I'm about to confess to a guilty pleasure.
For a number of years I lived in the northwest sector of Seattle. To get to my place of work, I would drive Second Avenue in downtown. At 6:45 a.m., when I reached Stewart Street where the street grid slightly turns, I was confronted with a rare urban delight. Fifty-five feet of broad pavement lay in my path, a span virtually empty from curb to curb for fifteen blocks all the way to King Street. Its downward sloping grade created a kind of foreshortened visual effect. Walter Mitty-style, I would tear down my mock La Mans course.
'Tear' is perhaps a bit of an exaggeration, as the city’s traffic engineers had set the signal timing so that I could not exactly race. But if I maintained a steady speed of around 25 mph, I could meet all the signals just as they turned green. By strategically choosing a middle lane from the array of multiple lanes, I could avoid being slowed by turning vehicles and I could rip through the length of downtown in a matter of minutes.

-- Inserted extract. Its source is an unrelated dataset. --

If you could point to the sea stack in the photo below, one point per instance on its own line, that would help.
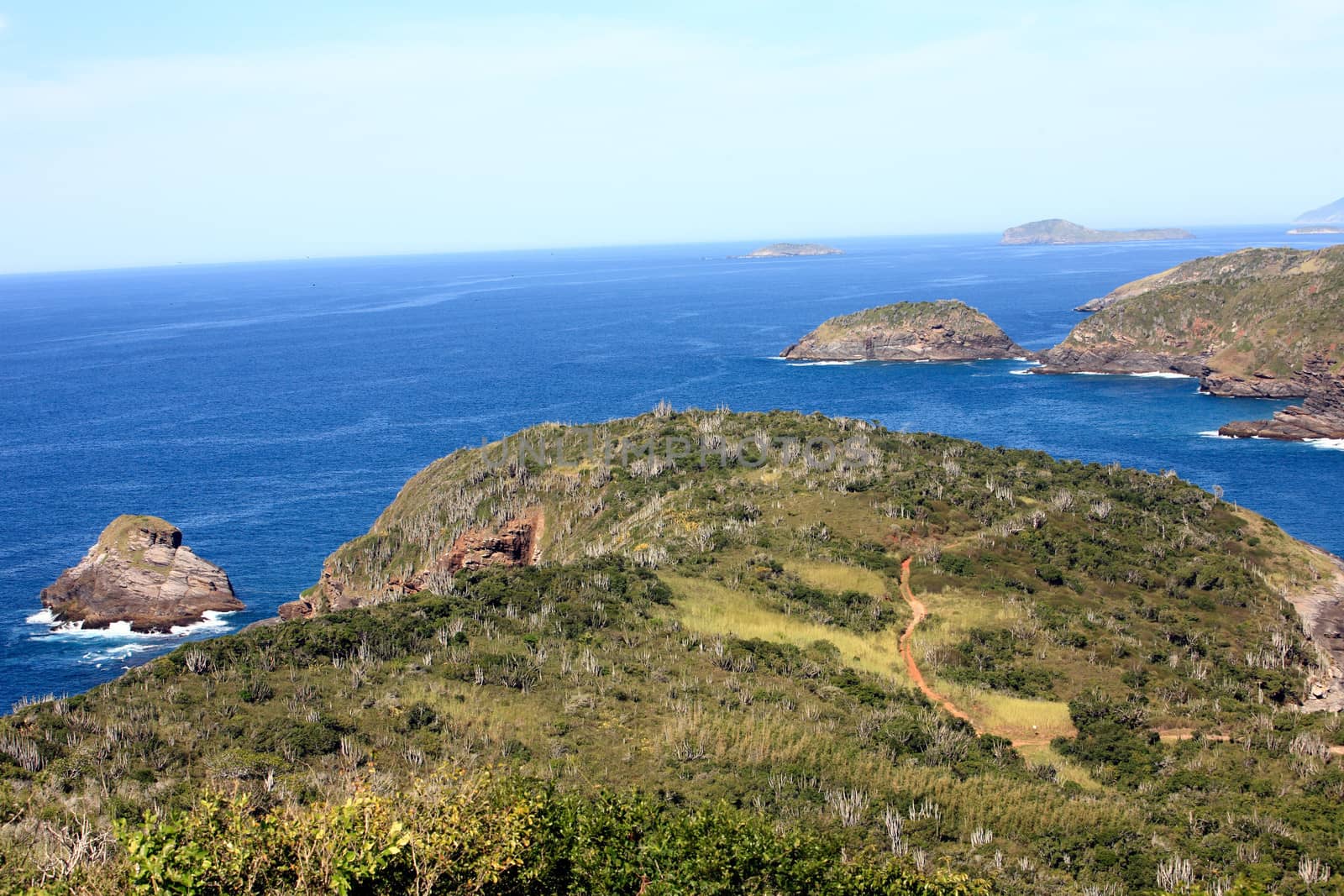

Each morning felt a bit like the famous, breathtaking Claude Lelouch film in which he races his car across Paris in under ten minutes.
The thrill of the run was enhanced by the knowledge that sometimes the signal timing was off at a particular intersection. Would I make it? Or would there be a fiery crash and an overturned Honda Accord? Ah, guilt and pleasure. Always a potent combination.
I would be hard pressed to do this today. Last fall, Second Avenue was entirely transformed, its roadway almost completely reallocated. For much of the day, the street is now two lanes. Parking stalls on the east side were bumped over to make way for a two-way protected bicycle track with a moderate safety zone to boot.
With the exception of new signals that give bikes a brief jump on crossing intersections, much of the change was accomplished with relatively inexpensive painted lines and a plethora of plastic stanchions. The sheer power of the painted line is astonishing.
The change has fundamentally altered the experience along the street. People driving cars are aware that bicyclists have the right of way at intersections. Bicyclists have to be mindful of the stoplights and not race across the corner. Pedestrians now have to look both ways, despite the street being one-way, as bicyclists can travel both directions.
In a sense, the street has been democratized; no one method of travel dominates.
The dramatic change along Second Avenue is being echoed throughout the city's public realm. In the last few days, Mayor Murray released a new panoply of transportation programs under the banner of Move Seattle. A more surgical approach than previous initiatives, it would look at the needs of individual corridors and determine exactly what combination of objectives could be achieved with improvements. That approach still doesn't eliminate political fights, but at least it signals that everybody's favorite project isn't going to get accommodated on every street.